4 thoughts on “Zoning Board rejects Newton Street home”

  1. I have seen the weirdest projects get approved and something as small as a duplex with a one family appearance gets denied, it doesn’t make sense. And why are they saying 12 bedrooms across two separate properties is he there for two properties or one? If he comes back for a one family I hope it is 39 3/4 feet high and I would like to see how the board members react. This is of bs to me but what do I know I’m just a home owner that pays taxes!

    1. Hi Jeff,
      Thanks for your comment. Agreed. Newton Street in particular is an interesting zoning, uh, “situation.” Anyhoo, to clarify, only one commissioner (Pellettiere) specifically made reference to the concept of 12 bedrooms. The same developer renovated the adjacent structure into a 2-family (3-bedrooms each) and this application proposed another 2-family home with 3-bedroom each. So 6 bedrooms total in one 2-family, 6 in the one one that was voted down.

      But you’re right, it was mentiond several times that a larger, single-family home would not require as many variances, if any.

      Hope that helps. Thanks for reading!

      1. Hi, just to clarify… I live on Newton Street which is an very narrow, 2 block long, one-way street with limited parking. The existing 2-family structures are preexisting and are grandfathered in as the zoning for this area is single-family. The structure which was renovated, was a preexisting two-family. The developer took it down to the studs and rebuilt the second and third floors. There is off-street parking in the rear of the building.

        The eleven unit apartment across the street which is actually one 5-family building and three 2-family buildings totaling 11 units and run as one economic unit was also preexisting and renovated approximately 15 years ago. Although the “eleven unit” buildings have parking in the rear, the parking area is in the flood zone. Access to that parking is down the former Union Street which dead ends at Newton. When there is a great deal of snow or torrential rains, that area floods and there is difficulty getting up the Union Street hill, so most of the residents attempt to park on the street.

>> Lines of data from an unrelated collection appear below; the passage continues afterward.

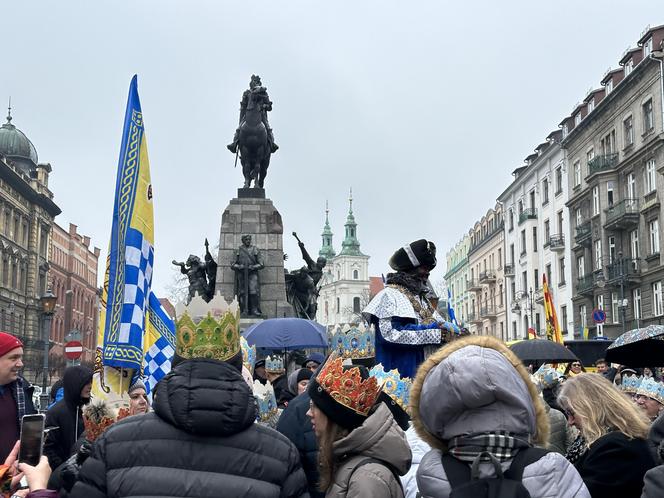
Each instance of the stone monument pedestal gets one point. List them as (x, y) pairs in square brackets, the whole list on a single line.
[(251, 213)]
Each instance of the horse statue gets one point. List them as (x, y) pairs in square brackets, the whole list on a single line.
[(253, 144)]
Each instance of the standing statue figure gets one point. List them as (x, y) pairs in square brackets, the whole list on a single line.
[(254, 140), (202, 276), (248, 262), (302, 285)]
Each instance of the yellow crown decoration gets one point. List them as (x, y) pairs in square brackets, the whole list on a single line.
[(208, 330)]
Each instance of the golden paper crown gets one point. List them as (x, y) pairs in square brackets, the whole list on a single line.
[(208, 330), (347, 387)]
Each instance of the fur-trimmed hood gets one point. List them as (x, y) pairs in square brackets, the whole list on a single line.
[(475, 384)]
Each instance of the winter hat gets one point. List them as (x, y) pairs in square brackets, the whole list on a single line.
[(345, 394), (419, 253), (8, 342), (304, 374)]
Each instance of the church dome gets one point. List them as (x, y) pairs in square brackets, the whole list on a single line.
[(16, 146)]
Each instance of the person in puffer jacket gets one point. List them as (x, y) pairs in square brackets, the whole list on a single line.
[(470, 389)]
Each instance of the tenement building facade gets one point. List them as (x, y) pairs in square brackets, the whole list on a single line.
[(26, 218), (536, 222), (615, 160)]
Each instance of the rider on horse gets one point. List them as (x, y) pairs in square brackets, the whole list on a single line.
[(255, 87)]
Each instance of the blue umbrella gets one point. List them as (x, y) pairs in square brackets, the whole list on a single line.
[(287, 333)]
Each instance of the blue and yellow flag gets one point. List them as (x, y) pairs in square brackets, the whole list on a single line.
[(131, 252), (159, 344)]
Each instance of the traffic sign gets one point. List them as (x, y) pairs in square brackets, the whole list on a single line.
[(599, 316), (73, 350)]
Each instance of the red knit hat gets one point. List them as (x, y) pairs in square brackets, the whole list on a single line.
[(8, 342)]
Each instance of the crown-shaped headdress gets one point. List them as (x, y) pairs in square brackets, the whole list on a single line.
[(394, 385), (347, 387), (354, 342), (266, 400), (630, 383), (651, 388), (208, 330), (274, 364), (248, 354)]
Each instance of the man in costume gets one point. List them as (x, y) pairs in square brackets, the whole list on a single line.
[(404, 320)]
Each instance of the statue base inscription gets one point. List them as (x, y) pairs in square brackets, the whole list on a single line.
[(252, 214)]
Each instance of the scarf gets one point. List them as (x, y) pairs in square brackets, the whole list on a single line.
[(502, 445)]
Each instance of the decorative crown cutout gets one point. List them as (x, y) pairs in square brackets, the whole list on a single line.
[(274, 364), (248, 354), (266, 400), (394, 385), (354, 342), (208, 330), (651, 388), (347, 387)]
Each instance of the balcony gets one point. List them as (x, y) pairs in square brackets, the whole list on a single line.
[(602, 163), (528, 214), (487, 277), (625, 271), (488, 312), (585, 285), (583, 234), (557, 242), (623, 215), (473, 285)]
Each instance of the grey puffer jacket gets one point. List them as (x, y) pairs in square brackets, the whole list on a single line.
[(378, 437), (476, 385)]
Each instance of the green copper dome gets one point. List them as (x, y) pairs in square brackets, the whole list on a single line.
[(16, 146)]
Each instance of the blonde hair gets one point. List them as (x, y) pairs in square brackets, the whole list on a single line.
[(600, 408)]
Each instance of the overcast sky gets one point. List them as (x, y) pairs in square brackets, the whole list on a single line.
[(424, 108)]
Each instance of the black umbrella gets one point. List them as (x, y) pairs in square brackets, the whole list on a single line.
[(642, 347), (542, 350)]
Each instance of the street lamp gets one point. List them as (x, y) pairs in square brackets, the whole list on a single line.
[(48, 301)]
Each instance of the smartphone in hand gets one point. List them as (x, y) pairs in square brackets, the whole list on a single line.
[(32, 439)]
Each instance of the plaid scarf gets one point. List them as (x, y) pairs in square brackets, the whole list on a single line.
[(19, 396), (501, 444)]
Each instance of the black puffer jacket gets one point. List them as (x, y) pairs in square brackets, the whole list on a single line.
[(296, 426), (201, 441), (66, 415)]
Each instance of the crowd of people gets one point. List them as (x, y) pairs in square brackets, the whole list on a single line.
[(469, 419)]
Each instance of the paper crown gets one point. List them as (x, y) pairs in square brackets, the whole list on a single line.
[(354, 342), (651, 388), (394, 385), (547, 376), (630, 384), (208, 330), (266, 400), (347, 387), (274, 365), (248, 354)]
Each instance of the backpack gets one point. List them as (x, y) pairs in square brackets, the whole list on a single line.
[(467, 483)]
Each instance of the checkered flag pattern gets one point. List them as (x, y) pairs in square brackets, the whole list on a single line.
[(139, 257), (157, 362)]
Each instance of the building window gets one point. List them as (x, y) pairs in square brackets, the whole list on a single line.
[(636, 298), (577, 173), (628, 131), (648, 121), (653, 229), (650, 178), (634, 244), (598, 255), (356, 305), (657, 303)]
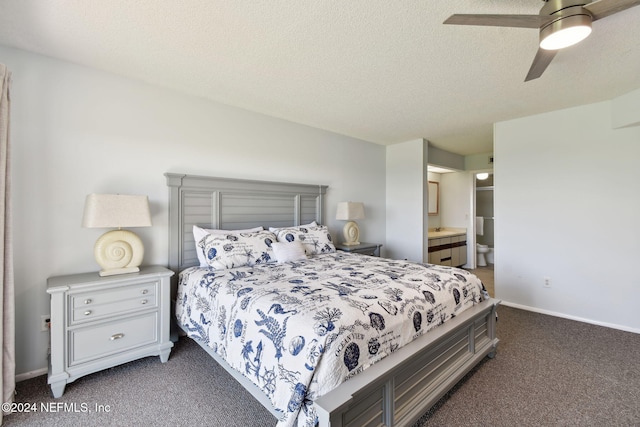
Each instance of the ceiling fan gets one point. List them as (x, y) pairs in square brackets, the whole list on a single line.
[(562, 23)]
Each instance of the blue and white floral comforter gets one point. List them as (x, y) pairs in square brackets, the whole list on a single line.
[(299, 329)]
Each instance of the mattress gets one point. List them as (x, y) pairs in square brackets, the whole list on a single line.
[(299, 329)]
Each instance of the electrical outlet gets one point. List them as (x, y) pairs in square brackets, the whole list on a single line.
[(45, 322)]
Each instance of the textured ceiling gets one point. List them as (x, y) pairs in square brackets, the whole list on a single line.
[(383, 71)]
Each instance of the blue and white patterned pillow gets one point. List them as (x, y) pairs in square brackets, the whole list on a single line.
[(315, 239), (238, 249)]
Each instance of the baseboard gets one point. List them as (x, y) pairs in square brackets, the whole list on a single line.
[(567, 316), (31, 374)]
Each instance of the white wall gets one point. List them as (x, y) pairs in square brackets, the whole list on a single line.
[(76, 131), (567, 206), (407, 199)]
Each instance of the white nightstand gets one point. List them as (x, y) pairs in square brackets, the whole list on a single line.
[(99, 322)]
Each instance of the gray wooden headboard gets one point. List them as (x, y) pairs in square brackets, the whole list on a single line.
[(229, 204)]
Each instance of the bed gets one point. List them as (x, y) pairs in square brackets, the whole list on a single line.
[(335, 338)]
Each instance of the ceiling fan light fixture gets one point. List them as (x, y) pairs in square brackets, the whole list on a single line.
[(565, 32)]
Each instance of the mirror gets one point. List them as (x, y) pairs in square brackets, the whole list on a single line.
[(434, 197)]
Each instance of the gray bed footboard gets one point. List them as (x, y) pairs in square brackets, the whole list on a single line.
[(399, 389)]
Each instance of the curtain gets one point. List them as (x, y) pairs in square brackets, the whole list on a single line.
[(7, 309)]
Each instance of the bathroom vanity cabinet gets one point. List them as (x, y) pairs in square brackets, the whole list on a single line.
[(448, 248)]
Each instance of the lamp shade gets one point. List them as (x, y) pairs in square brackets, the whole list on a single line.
[(115, 211), (349, 211)]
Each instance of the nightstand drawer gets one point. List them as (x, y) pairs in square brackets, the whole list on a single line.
[(86, 299), (90, 343), (96, 305), (87, 314)]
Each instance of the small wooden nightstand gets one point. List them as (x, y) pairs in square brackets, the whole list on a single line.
[(100, 322), (372, 249)]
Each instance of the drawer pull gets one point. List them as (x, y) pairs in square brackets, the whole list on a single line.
[(116, 336)]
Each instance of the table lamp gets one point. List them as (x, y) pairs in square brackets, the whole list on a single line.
[(117, 251), (349, 211)]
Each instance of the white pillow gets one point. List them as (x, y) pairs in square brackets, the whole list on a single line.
[(276, 229), (315, 239), (199, 233), (224, 251), (288, 251)]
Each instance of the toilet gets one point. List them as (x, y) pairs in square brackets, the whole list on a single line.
[(481, 251)]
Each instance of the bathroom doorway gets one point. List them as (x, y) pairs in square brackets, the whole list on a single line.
[(484, 224)]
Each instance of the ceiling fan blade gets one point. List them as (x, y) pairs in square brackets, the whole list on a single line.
[(540, 63), (521, 21), (603, 8)]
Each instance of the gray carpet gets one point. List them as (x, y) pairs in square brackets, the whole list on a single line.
[(548, 372)]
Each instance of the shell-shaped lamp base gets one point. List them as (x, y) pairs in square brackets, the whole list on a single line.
[(118, 252), (351, 233)]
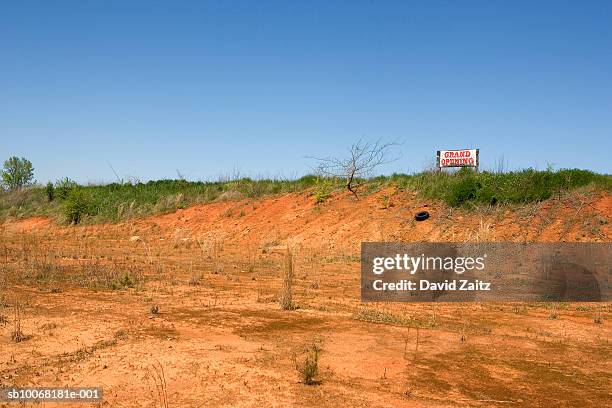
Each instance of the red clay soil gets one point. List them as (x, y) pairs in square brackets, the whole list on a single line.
[(221, 339)]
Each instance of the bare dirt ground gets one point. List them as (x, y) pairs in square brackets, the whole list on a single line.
[(194, 294)]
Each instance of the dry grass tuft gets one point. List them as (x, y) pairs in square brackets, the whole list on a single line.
[(308, 368), (286, 296)]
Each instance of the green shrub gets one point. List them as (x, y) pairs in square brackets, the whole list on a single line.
[(63, 187), (76, 206)]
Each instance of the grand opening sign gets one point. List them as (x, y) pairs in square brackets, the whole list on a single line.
[(457, 158)]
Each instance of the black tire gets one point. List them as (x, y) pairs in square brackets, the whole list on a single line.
[(421, 216)]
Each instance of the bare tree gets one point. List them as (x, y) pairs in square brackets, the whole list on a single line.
[(363, 158)]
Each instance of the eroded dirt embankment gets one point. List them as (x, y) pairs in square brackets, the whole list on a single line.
[(342, 223), (195, 293)]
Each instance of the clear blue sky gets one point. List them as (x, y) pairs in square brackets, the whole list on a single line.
[(208, 87)]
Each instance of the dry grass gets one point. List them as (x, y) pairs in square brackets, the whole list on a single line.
[(286, 296)]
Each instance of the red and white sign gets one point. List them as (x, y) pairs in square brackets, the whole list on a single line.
[(458, 158)]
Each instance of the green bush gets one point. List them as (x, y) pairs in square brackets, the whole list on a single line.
[(63, 187), (119, 201), (76, 206)]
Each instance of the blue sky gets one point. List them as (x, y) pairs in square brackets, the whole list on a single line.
[(214, 87)]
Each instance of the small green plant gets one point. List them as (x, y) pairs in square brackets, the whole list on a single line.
[(17, 173), (308, 368), (125, 281), (63, 188), (76, 206)]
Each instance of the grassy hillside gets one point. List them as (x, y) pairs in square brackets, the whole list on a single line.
[(67, 202)]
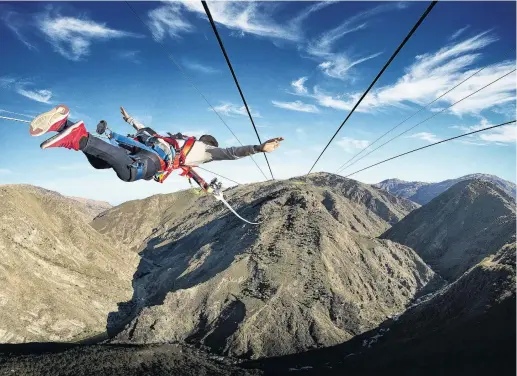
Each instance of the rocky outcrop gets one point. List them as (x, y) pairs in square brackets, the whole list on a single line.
[(60, 278), (312, 274), (459, 228), (422, 193)]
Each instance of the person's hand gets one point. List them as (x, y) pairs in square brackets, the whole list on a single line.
[(271, 145), (124, 113)]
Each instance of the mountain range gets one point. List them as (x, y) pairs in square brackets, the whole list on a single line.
[(339, 276), (422, 193)]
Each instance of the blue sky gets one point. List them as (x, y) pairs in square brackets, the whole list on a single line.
[(301, 65)]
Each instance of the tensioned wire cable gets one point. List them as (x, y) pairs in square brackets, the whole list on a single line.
[(221, 176), (194, 86), (429, 118), (406, 119), (214, 28), (428, 146), (410, 34)]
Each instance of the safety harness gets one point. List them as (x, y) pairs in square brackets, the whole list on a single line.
[(180, 155)]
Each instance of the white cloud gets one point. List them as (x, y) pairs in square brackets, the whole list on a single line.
[(341, 64), (72, 37), (20, 86), (16, 113), (130, 55), (296, 106), (350, 145), (168, 19), (247, 17), (293, 152), (241, 17), (230, 109), (433, 73), (42, 96), (299, 87), (15, 24), (232, 141), (505, 134), (194, 132), (426, 136), (457, 33), (7, 82), (502, 135), (195, 66)]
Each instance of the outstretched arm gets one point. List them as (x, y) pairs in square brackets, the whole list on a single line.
[(232, 153), (128, 119)]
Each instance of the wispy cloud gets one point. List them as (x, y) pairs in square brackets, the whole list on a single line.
[(293, 152), (230, 109), (338, 64), (341, 64), (503, 135), (72, 37), (299, 86), (43, 96), (14, 22), (168, 20), (349, 145), (241, 17), (132, 56), (21, 87), (457, 33), (296, 106), (198, 67), (426, 136), (247, 17), (433, 73)]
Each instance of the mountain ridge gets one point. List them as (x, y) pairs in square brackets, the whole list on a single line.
[(423, 192)]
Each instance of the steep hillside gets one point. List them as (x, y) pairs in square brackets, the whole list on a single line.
[(467, 328), (130, 223), (60, 278), (311, 275), (390, 208), (91, 207), (422, 193), (459, 228)]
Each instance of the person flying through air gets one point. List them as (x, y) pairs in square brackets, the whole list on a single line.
[(145, 155)]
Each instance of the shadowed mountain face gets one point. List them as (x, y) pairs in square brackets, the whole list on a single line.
[(91, 207), (422, 193), (129, 224), (60, 278), (466, 328), (312, 274), (459, 228)]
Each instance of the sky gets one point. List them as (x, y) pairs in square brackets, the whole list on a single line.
[(302, 67)]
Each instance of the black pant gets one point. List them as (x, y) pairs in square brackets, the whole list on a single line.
[(102, 155)]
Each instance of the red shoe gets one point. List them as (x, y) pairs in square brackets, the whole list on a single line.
[(69, 138), (50, 121)]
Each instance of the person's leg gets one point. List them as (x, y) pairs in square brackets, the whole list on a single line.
[(105, 154), (49, 121), (77, 138), (97, 163)]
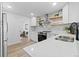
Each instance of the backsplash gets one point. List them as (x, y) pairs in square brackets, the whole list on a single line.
[(58, 29)]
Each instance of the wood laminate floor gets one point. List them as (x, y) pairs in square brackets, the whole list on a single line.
[(16, 50)]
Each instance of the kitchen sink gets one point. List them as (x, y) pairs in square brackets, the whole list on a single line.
[(65, 38)]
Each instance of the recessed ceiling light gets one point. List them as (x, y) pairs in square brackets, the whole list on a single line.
[(8, 6), (32, 14), (54, 3)]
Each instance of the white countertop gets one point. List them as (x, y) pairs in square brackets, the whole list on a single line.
[(51, 48)]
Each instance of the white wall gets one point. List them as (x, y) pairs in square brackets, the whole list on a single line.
[(15, 27)]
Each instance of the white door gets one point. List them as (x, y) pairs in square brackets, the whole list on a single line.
[(4, 35)]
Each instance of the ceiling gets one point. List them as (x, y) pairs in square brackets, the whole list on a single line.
[(38, 8)]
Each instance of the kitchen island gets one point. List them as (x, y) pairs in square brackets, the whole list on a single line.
[(52, 48)]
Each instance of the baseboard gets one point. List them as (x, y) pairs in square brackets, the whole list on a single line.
[(12, 43)]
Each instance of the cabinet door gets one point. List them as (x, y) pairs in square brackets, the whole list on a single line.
[(73, 12), (65, 14)]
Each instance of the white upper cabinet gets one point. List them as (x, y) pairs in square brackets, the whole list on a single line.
[(73, 12), (65, 14)]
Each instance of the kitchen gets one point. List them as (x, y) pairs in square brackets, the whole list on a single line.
[(49, 27)]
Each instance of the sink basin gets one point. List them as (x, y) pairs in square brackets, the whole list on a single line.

        One of the neighbors said that there has not been a structure on the vacant lot for 27 years (as long as he has lived here). Developing that lot with another two-family would place it extremely close to the single-family on the corner of Newton and Cottage.

  2. As stated in the article, the duplex would fit with the neighborhood and in my opinion the garage & yard space would make families eager to move in! For a modern American family, a garage is needed. Where would the kid’s bikes go? Also, what suggestions are offered for parking? Being that there are other duplexes on this street and an 11-unit across the street, parking is more than likely already extremely tight. This seems to be the complete opposite of “a little too much for the lot.” I also agree with the comment before – the statement made about 12 bedrooms didn’t seem plausible being that the article says he renovated the adjacent home and didn’t build it from the ground up.
    If they are pushing for the lot to be occupied by a single family home, they would have difficulty convincing a family to stare directly at an 11 unit apartment. It wouldn’t fit.